The Woman in the Dunes ***1/2

By Kobo Abe.
Published 1964 by Alfred A. Knopf.
264(est) pages

This is a book with a big idea.  It's full of metaphors and symbolism.  It about philosophy as opposed to the minutiae of a day.  The narrative could never happen in real life, so everything has to be thought of as an allegory, to understand the book properly.  If your looking for realism, one needs to look elsewhere.

So the story goes that a man, an everyman - a teacher, decides to take a retreat to pursue his favorite amateur hobby - entomology.  He hopes to find a rare insect so that it can be named after him in the field guides and be immortalized  in the world of entomology.  This insect lives in the sand, so off to the dunes he goes.  Meanwhile he has left no clue of his whereabouts back at home so as to not be bothered on the trip, or to escape or whatever reason.

The villagers of  the sand dunes invite him to stay over night and he sleeps in the home of a  woman who lives in a hole in the sand.

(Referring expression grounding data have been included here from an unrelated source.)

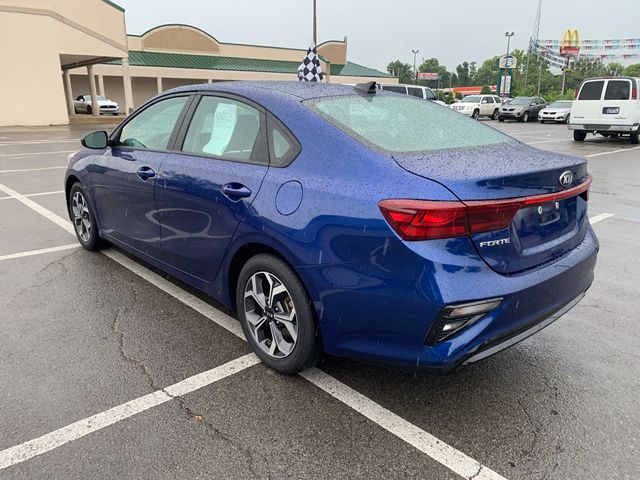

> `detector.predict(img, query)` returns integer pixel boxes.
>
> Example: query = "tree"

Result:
[607,62,625,76]
[417,57,451,89]
[387,60,414,84]
[474,56,500,86]
[624,63,640,77]
[455,61,471,86]
[480,85,492,94]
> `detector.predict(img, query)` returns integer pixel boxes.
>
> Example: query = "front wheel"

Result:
[69,183,101,251]
[573,130,587,142]
[237,254,320,374]
[471,109,480,120]
[522,111,530,123]
[564,114,570,124]
[498,117,505,123]
[491,109,499,120]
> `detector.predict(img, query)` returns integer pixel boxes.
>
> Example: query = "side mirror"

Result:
[81,131,109,149]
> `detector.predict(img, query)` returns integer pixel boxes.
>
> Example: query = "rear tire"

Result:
[236,254,320,374]
[498,117,505,123]
[87,106,92,115]
[573,130,587,142]
[68,182,101,251]
[631,129,640,144]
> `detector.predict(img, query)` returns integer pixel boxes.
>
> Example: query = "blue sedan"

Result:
[65,81,598,374]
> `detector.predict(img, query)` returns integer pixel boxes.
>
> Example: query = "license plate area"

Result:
[603,107,620,114]
[536,202,561,226]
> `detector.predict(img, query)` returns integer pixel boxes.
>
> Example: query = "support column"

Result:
[121,57,134,115]
[207,79,213,83]
[98,75,105,96]
[87,64,99,116]
[156,77,163,94]
[63,69,74,115]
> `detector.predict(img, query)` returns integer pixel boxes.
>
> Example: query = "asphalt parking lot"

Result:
[0,119,639,480]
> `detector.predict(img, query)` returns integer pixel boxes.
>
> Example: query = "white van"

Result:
[569,76,640,143]
[380,84,446,106]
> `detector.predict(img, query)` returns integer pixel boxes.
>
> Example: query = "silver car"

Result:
[538,100,573,124]
[73,95,120,115]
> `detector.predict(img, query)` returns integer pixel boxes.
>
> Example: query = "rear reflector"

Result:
[379,175,592,241]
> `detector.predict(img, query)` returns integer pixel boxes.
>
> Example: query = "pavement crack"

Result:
[468,464,483,480]
[516,394,540,457]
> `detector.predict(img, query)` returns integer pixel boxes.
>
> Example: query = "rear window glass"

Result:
[604,80,631,100]
[306,94,511,153]
[407,87,424,98]
[578,81,604,100]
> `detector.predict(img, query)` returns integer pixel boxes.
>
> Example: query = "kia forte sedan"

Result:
[65,81,598,374]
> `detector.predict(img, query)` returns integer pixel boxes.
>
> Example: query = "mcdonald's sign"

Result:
[560,29,580,56]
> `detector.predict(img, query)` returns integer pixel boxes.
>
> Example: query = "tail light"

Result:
[379,176,592,241]
[632,85,638,100]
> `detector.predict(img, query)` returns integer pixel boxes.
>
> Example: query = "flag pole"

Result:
[313,0,317,46]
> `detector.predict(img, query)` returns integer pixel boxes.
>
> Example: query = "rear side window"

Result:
[407,87,424,98]
[382,85,407,94]
[117,96,188,150]
[267,118,300,166]
[484,97,494,104]
[604,80,631,100]
[578,81,604,100]
[307,94,511,153]
[424,89,437,101]
[182,96,267,163]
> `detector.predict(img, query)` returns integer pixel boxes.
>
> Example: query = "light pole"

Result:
[312,0,317,46]
[411,49,419,84]
[504,32,515,56]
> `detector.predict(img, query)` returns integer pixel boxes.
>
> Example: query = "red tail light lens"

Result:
[379,176,592,241]
[378,200,468,240]
[632,86,638,100]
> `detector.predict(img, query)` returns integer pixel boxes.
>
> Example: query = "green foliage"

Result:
[480,85,492,94]
[387,60,414,84]
[624,63,640,77]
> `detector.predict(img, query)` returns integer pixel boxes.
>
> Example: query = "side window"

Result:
[382,85,408,95]
[604,80,631,100]
[484,97,494,104]
[267,118,300,167]
[117,96,188,150]
[578,81,604,100]
[182,96,267,163]
[407,87,424,98]
[424,89,437,100]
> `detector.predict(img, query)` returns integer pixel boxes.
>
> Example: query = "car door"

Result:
[155,94,269,282]
[601,78,634,127]
[480,96,494,116]
[572,80,605,125]
[90,94,191,258]
[75,95,86,112]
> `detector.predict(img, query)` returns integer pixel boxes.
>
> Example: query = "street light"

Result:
[504,32,515,56]
[411,49,419,84]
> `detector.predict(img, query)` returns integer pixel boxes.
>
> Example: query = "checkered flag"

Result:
[298,42,324,82]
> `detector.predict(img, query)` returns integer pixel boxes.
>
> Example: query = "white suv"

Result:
[380,84,446,106]
[450,95,503,120]
[569,76,640,143]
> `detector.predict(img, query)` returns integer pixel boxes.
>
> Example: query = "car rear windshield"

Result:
[306,94,511,153]
[578,81,604,100]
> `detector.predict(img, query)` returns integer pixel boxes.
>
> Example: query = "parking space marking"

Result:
[0,166,66,174]
[0,150,76,158]
[0,353,260,470]
[590,213,615,224]
[525,138,570,145]
[0,190,64,201]
[0,180,508,479]
[586,146,640,157]
[0,244,79,262]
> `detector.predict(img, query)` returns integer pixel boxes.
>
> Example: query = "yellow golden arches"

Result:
[561,29,580,48]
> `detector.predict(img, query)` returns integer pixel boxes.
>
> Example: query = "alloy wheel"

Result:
[243,271,298,358]
[71,191,92,242]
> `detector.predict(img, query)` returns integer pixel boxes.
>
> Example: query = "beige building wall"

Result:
[0,0,127,126]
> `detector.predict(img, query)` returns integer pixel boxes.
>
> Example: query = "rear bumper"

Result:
[569,123,638,132]
[300,226,598,373]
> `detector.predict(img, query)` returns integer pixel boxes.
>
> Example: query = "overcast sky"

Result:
[117,0,640,72]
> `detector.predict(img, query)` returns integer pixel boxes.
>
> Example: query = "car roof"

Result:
[166,80,382,101]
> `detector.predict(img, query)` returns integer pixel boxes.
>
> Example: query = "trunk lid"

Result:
[392,142,590,274]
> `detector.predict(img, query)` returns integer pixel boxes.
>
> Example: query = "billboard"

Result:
[498,55,517,69]
[417,72,440,80]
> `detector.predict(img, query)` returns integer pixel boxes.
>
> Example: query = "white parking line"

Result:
[586,146,640,157]
[0,353,260,470]
[0,180,508,479]
[0,244,79,262]
[0,150,76,158]
[0,190,64,201]
[589,213,615,224]
[525,138,569,145]
[0,166,66,174]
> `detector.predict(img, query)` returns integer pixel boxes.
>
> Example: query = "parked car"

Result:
[450,94,503,119]
[66,81,597,374]
[538,100,573,123]
[498,96,547,122]
[74,95,120,115]
[569,76,640,144]
[380,83,447,106]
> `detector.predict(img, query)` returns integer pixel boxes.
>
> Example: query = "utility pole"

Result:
[412,49,419,84]
[313,0,317,46]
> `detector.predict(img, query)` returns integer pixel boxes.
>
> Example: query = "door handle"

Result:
[136,166,156,180]
[222,183,252,199]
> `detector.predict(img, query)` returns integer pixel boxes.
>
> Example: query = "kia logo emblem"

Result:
[559,171,573,186]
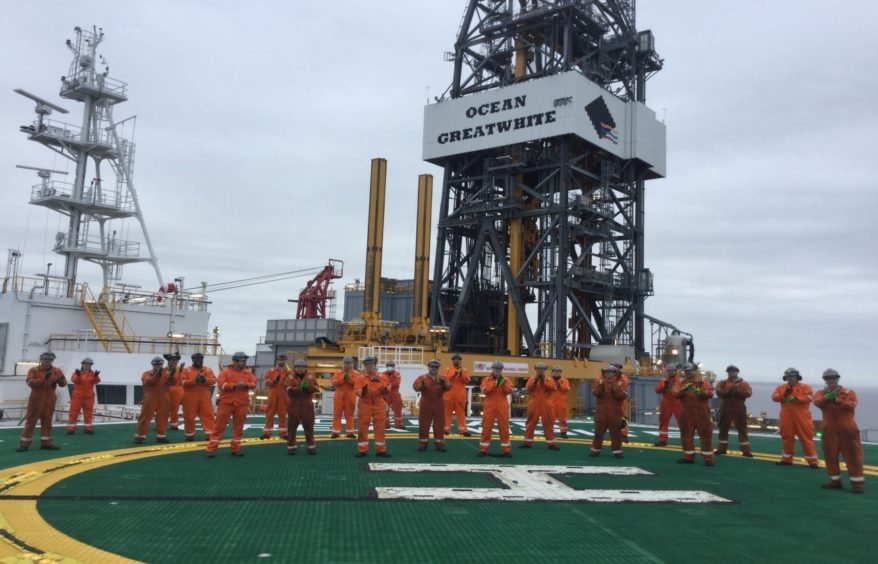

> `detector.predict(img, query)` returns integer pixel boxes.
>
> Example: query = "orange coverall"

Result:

So he climbs down, never to climb up again.  The villagers have imprisoned him, so that the young woman, a widow, would have help in her chores and so that she might have a family.  The man of course is outraged and tries to escape, but he can't.

There are many, many themes in the book to discuss, but it has been about a month since I read it and details are shaky, though I will try to tackle a few of the ideas.

The first symbol or theme is the sand.  The book starts out with a discussion of the properties of sand - how it's like water because it flows, but then it's a solid.  It marvels at the physics of the material.  Then, the sand becomes a trap for the man.  It is everywhere.  The characters are continuously covered in sand and protecting their food, possessions and selves from the sand.  It reminded me of a car ride coming home after a day at the beach.  One can never make that sand go away.  And it's always flowing into the widow's and man's living place.  They are constantly working to clean out the sand.  In fact their role in the community is to clear out and gather the sand.  (The villagers sell it in the black market - it's illegal because it doesn't have the proper composition to use for building materials).  This is a signal to how morally bankrupt the village is, as if keeping an innocent man prisoner, wasn't enough to signify that.

To me, this imprisonment is a symbol of how society tries to suppress man's free-will for the sake of the society.  When asked why the woman stayed in such a horrible situation, she replies (the gist anyway, I don't remember the exact words) that this is home and one stays where the home is.  Man(kind) is made to work in mind numbing and physically exhausting work, seemingly never ending and inconsequential as the couple's job of removing sand.  Wht is it that enslaves man to this lifestyle?  Home, family and the few trinkets that they can buy with the money.  The woman says herself that she is saving for a mirror or a radio.  These material items is what keeps her working harder.

Eventually after several attempts to escape, one of them particularly humiliating, the man resigns to his situation.  Now the people in the book club thought this was  positive ending, showing that man (kind) can tolerate and survive anything.  I beg to differ.  I think it is a demonstration on how easy it is for man (kind) to lose their free will and independent spirit.  How easy it is to conform to society with out thinking for one's self.  When the woman become pregnant, and is taken away because the baby's and mother's life are in jeopardy, he has a chance to escape.  The ladder has been left in the hole.  He chooses not to.  Perhaps he feels a responsibility to his home and family.  One might say that is a good thing, but one must remember, he was innocently ensnared into this trap and gradually had the will sucked right out of him.  Coincidentally, the radio arrives here at the conclusion of the book.